Employee Guide to Information Security
Protecting UF Is Our Shared Responsibility
Come On In, Please Use the Technology
The Information Security Office (ISO) protects UF data and personal information from internal and external threats. The university has invested in state-of-the-art intrusion detection software and systems to protect its network and data, and employ information security staff to monitor the UF information systems environment 24/7. Still, the best defense against a security or data breach is an informed and involved community. “Information Security Begins With You!”
It’s A Fact
The number one reason for compromised accounts at UF is when faculty, staff, or a student opens and responds to a phishing email.
Phishing is when someone tries, via email, text, or phone call, to get your personal information by pretending to be a trustworthy company, government entity, or a UF department.
Remember: No one at UF will ever ask you for your GatorLink password or your Social Security Number!
If you are in doubt about an email or a phone call you receive at work, check with the UF Computing Help Desk (352-392-4357/HELP, firstname.lastname@example.org).
Learn More about UF Information Security Policies
- UF Information Security Policies and Standards
- Policies and Standards that apply to UF Healthcare components
All mobile devices (such as smartphones, laptops, and tablets) and storage devices (like USB flash drives or external hard drives) used for university business, regardless of ownership, must be compliant with University of Florida policies and standards.

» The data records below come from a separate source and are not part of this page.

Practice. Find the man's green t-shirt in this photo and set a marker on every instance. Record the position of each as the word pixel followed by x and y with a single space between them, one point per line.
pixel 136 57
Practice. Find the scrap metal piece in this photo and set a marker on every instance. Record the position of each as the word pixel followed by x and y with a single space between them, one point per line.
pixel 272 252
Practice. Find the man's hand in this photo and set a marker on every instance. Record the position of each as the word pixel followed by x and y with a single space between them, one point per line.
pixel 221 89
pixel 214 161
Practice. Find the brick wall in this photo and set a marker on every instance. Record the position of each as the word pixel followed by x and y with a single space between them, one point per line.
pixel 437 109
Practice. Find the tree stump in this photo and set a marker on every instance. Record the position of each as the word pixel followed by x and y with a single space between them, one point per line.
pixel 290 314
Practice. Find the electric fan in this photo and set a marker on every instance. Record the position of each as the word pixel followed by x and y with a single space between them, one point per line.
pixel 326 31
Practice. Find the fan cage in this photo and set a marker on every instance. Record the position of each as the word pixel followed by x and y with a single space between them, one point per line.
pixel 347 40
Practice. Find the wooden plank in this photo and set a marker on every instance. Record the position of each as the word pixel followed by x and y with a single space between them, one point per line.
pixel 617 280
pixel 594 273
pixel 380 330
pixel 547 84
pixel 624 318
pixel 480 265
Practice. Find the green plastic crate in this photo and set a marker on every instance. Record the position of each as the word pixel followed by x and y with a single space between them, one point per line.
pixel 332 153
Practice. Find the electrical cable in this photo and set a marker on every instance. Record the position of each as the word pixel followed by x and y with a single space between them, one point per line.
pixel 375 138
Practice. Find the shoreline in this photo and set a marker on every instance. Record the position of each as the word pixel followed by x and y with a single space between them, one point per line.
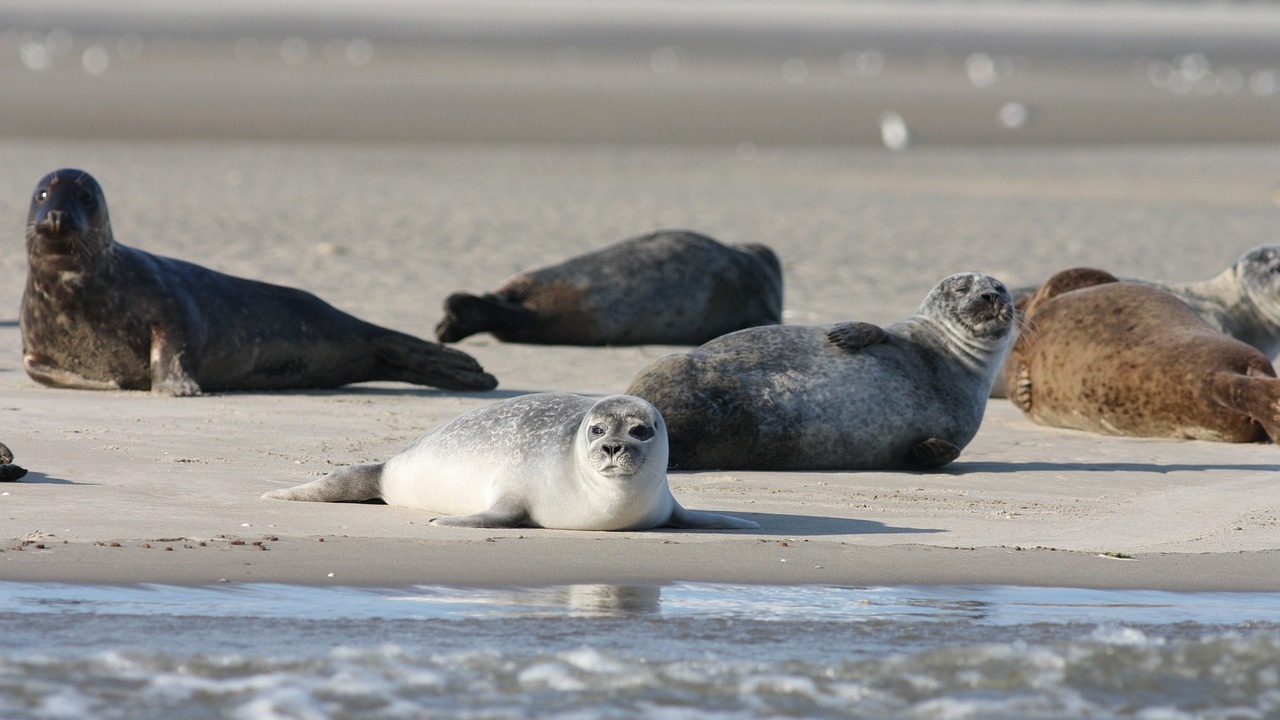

University business includes receiving and answering UF email, processing student assignments and grades, approving time, and research and teaching-related activities.
- All mobile devices must be encrypted and have a strong password or PIN.
- If a university-owned device is lost or stolen, it must be immediately reported to your local IT support group or to the UF Computing Help Desk.
Know Your Data
You are responsible for the data you use, process, and store. Read the Data Classification Policy and Standard.
Patch, Patch, Patch
All software has bugs, many of which can allow criminals to exploit your computer to steal or damage data. When new bugs are discovered, software vendors release updates and patches. It is critical that software updates and patches are installed quickly to prevent security compromises.
- If you use your own computer to do UF work (email, teaching, learning, research and administrative activities) you must install updates and patches as quickly as possible. Failure to do so could leave you responsible legally and financially for any breaches that occur. Learn about how to keep your computer up-to-date…
- UF’s VPN service allows faculty and staff to securely “tunnel” in to campus network and access services and files. Contact your IT support staff or ISM for assistance setting up a VPN connection. Learn more about UF’s VPN…
New Project or Grant? Purchasing Computers or Software?
If you’re purchasing a new computer system, service or software — even if funded by a grant or contract — please check with your Information Security Manager (ISM) or IT support unit before making the purchase. Many IT acquisitions must be evaluated with regards to security, privacy, and legal considerations as well as compatibility with existing UF systems. Not taking these steps can cause delays to — and extra costs for — your projects.
Choose Strong Passwords
UF’s GatorLink system requires the use of strong passwords. Creating high-quality passwords can be tricky. More information and tips for creating strong passwords.
Laws & Regulations
Violation of these laws and regulations could result in significant fines and penalties to UF, and possibly to the individual responsible for the violation.
There are multiple federal and state laws governing confidential information that impacts the University of Florida community:
- Florida Information Protection Act (FIPA)
- Family Educational Rights and Privacy Act (FERPA)
- Health Insurance Portability and Accountability Act (HIPAA)
Report Suspected Information Security Incidents
If you suspect an information security incident has occurred, even if you had part in its cause, report it immediately to your ISM or to the UF Computing Help Desk. Signs that could indicate an information security incident include:
- Your GatorLink password no longer works, and you did not institute a change. This could mean someone changed it without your knowledge, a possible result of a phishing incident.
- Your files are suddenly deleted or corrupted, or new files unexpectedly appear.
The IT Alerts page is frequently updated with information about campus IT services as well as warnings about cyber scams and viruses. https://alerts.it.ufl.edu
Free Cyber Self Defense Class
UF’s Information Security Office offers a two-hour workshop several times each year. The workshop is designed to raise awareness on topics including safe web browsing, preventing malware infections, recognizing phishing scams, and more. The workshop is part of UF’s HR Training & Organizational Development schedule. Register via myTraining.